Venerdì si torna in classe: 117.236 (548.859 in regione) gli under 18 che varcheranno i portoni di materne, elementari, medie e superiori statali per sedersi in 5.232 classi (24.929 in regione). Ad accogliere questo esercito di studenti, 14.864 tra docenti (12.035) e Ata (2.829 tra segretarie, tecnici, direttori amministrativi e collaboratori scolastici) guidati da 111 presidi di cui 30 con reggenza ovvero messi a gestire due sedi.


I mesi convulsi delle graduatorie, delle chiamate dirette, delle immissioni in ruolo e delle mille panie burocratiche sono ormai alle spalle e via Castagnoli, sede dell’Usr, si appresta a tagliare il nastro del nuovo anno scolastico.
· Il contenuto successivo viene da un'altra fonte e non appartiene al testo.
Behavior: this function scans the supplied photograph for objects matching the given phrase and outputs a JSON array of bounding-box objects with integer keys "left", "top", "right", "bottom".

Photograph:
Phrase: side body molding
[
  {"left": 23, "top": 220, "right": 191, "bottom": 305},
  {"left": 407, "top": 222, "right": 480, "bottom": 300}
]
E per l’occasione, nel suo messaggio di ‘Bentornati in classe’, Versari cita il rapper del film Scialla, Amir Issaa e il suo ‘Le ali per volare’.
«Ti ho dato le ali per volare ogni abbraccio è un paracadute», rappa Amir Issaa.

Un messaggio di speranza per i ‘suoi’ studenti che possono avere afflitti dalla «“paura della paura”», scrive il direttore generale. Una paura che «si può iniziare a sconfiggere solo costruendo un futuro fatto di tu. Facendo della vita un tempo di incontro. Ricercando l’abbraccio dell’altro come un paracadute per volare. Costruite solidi rapporti intorno a voi – esorta Versari, rivolgendosi ai ragazzi -. A partire dai vostri compagni di classe. Amicizie concrete, in carne e ossa. Relazioni reali, non virtuali, né immaginarie».


Ripensate «al rapporto con i vostri genitori. Pur imperfetti e fallibili, come ogni umano, sono dentro di noi per il loro abbraccio che ci permette di volare». E anche «i vostri insegnanti che cercano di fare con voi del loro meglio. Pensate che molte volte apparite loro come degli ufo caduti qui da chissà dove. Sono convinto che anche voi, a volte, vi sentiate così: degli ufo caduti qui per caso. È la sensazione di tutti gli adolescenti perché l’adolescenza è il tempo in cui prevale l’inquietudine della ricerca. Quale che sia la vostra età e quale che sia la consapevolezza della realtà che portate dentro di voi, fate di questo mondo la vostra casa. Il futuro sarà vostro quando non direte mio, ma direte nostro».